13. Replacement of crowns, bridges, and fixed or
removable prosthetic appliances inserted prior to plan
coverage unless the patient has been covered under
the policy for 12 continuous months. If loss of a tooth
requires the addition of a clasp, pontic, and/or
abutment(s) within this 12 month period, the plan is
responsible only for the procedures associated with
the addition.
14. Replacement of missing natural teeth lost prior to the
onset of plan coverage until the patient has been
covered under the Policy for 12 continuous months.
15. Replacement of complete dentures, fixed and removable
partial dentures, or crowns, if damage or breakage was
directly related to provider error. This type of
replacement is the responsibility of the Dentist. If
replacement is necessary because of patient
non-compliance, the patient is liable for the cost of
replacement.
16. Fixed or removable prosthodontic restoration
procedures for complete oral rehabilitation or
reconstruction.
17. Attachments to conventional removable prostheses or
fixed bridgework. This includes semi-precision or
precision attachments associated with partial
dentures, crown or bridge abutments, full or partial
overdentures, any internal attachment associated
with an implant prosthesis, and any elective
endodontic procedure related to a tooth or root
involved in the construction of a prosthesis of this
nature.
18. Procedures related to the reconstruction of a patient’s
correct vertical dimension of occlusion (VDO).
19. Placement of dental implants, implant-supported
abutments and prostheses
20. Placement of fixed partial dentures solely for the
purpose of achieving periodontal stability.
21. Treatment of benign neoplasms, cysts, or other
pathology involving benign lesions, except
excisional removal. Treatment of malignant
neoplasms or Congenital Anomalies of hard or soft
tissue, including excision.
22. Setting of facial bony fractures and any treatment
associated with the dislocation of facial skeletal hard
tissue.
23. Services related to the temporomandibular joint
(TMJ), either bilateral or unilateral. Upper and lower
jaw bone surgery (including that related to the
temporomandibular joint). No coverage is provided
for orthognathic surgery, jaw alignment, or treatment
for the temporomandibular joint.
24. Acupuncture; acupressure and other forms of
alternative treatment, whether or not used as
anesthesia.
25. Drugs/medications, obtainable with or without a
prescription, unless they are dispensed and utilized
in the dental office during the patient visit.
26. Charges for failure to keep a scheduled appointment
without giving the dental office 24 hours notice.
27. Occlusal guards used as safety items or to affect
performance primarily in sports-related activities.
28. Dental Services received as a result of war or any act
of war, whether declared or undeclared or caused
during service in the armed forces of any country.

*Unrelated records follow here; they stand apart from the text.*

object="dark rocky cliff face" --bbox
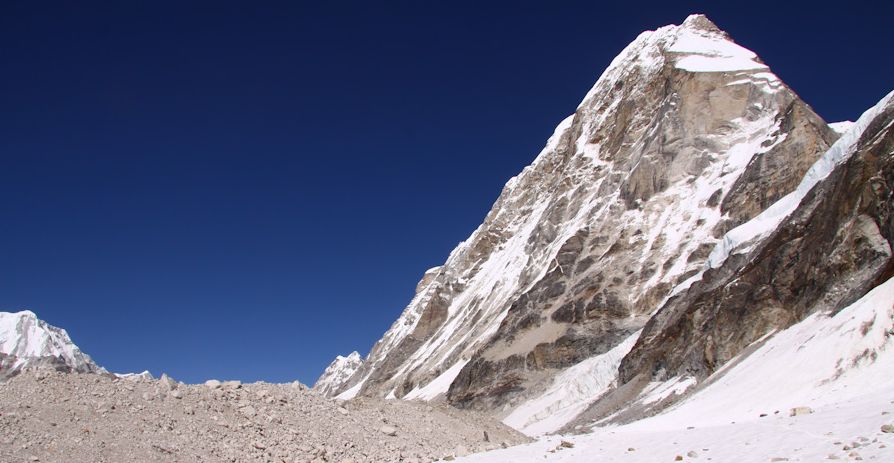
[619,95,894,396]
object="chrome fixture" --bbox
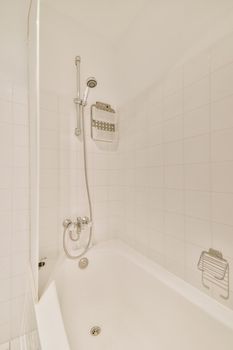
[198,248,229,299]
[63,216,91,241]
[82,77,97,106]
[38,257,47,270]
[90,326,101,337]
[91,102,116,142]
[63,56,97,259]
[74,56,97,136]
[78,257,89,270]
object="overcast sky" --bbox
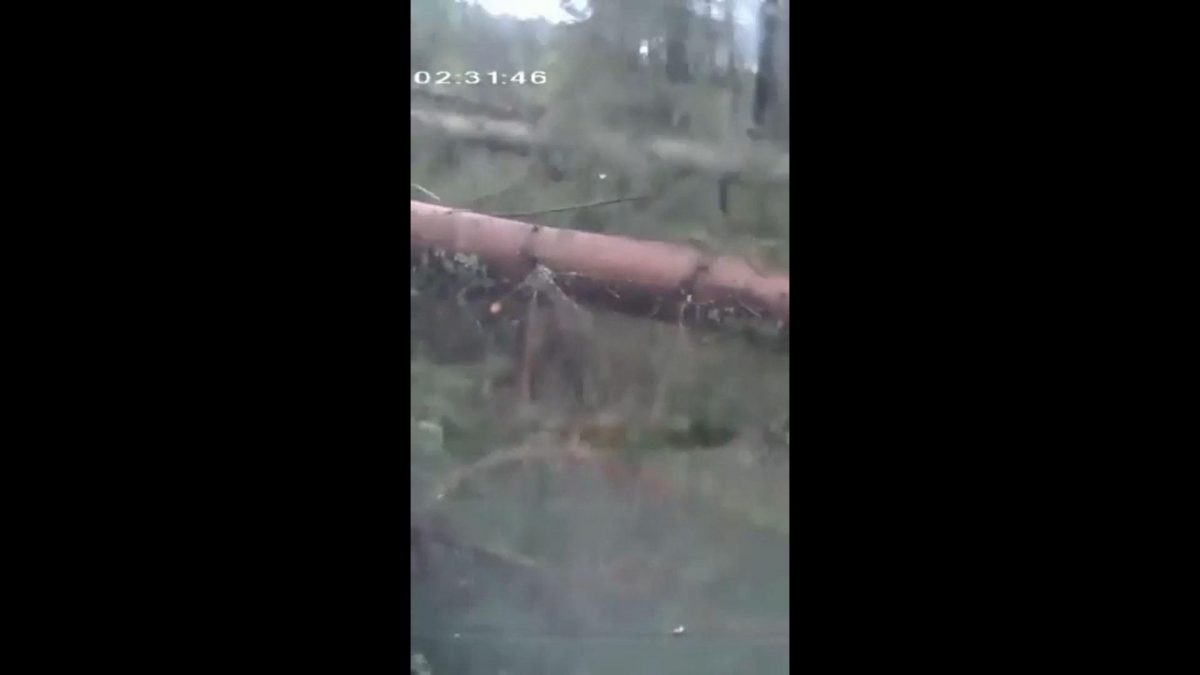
[470,0,571,22]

Plans sold in Texas use associated COC form number: DCOC.CER.06
29. Orthodontic coverage does not include the
installation of a space maintainer, any treatment
related to treatment of the temporomandibular joint,
any surgical procedure to correct a malocclusion,
replacement of lost or broken retainers and/or habit
appliances, and any fixed or removable interceptive
orthodontic appliances previously submitted for
payment under the plan.
ROOT CANAL THERAPY Limited to 1 time per tooth per lifetime.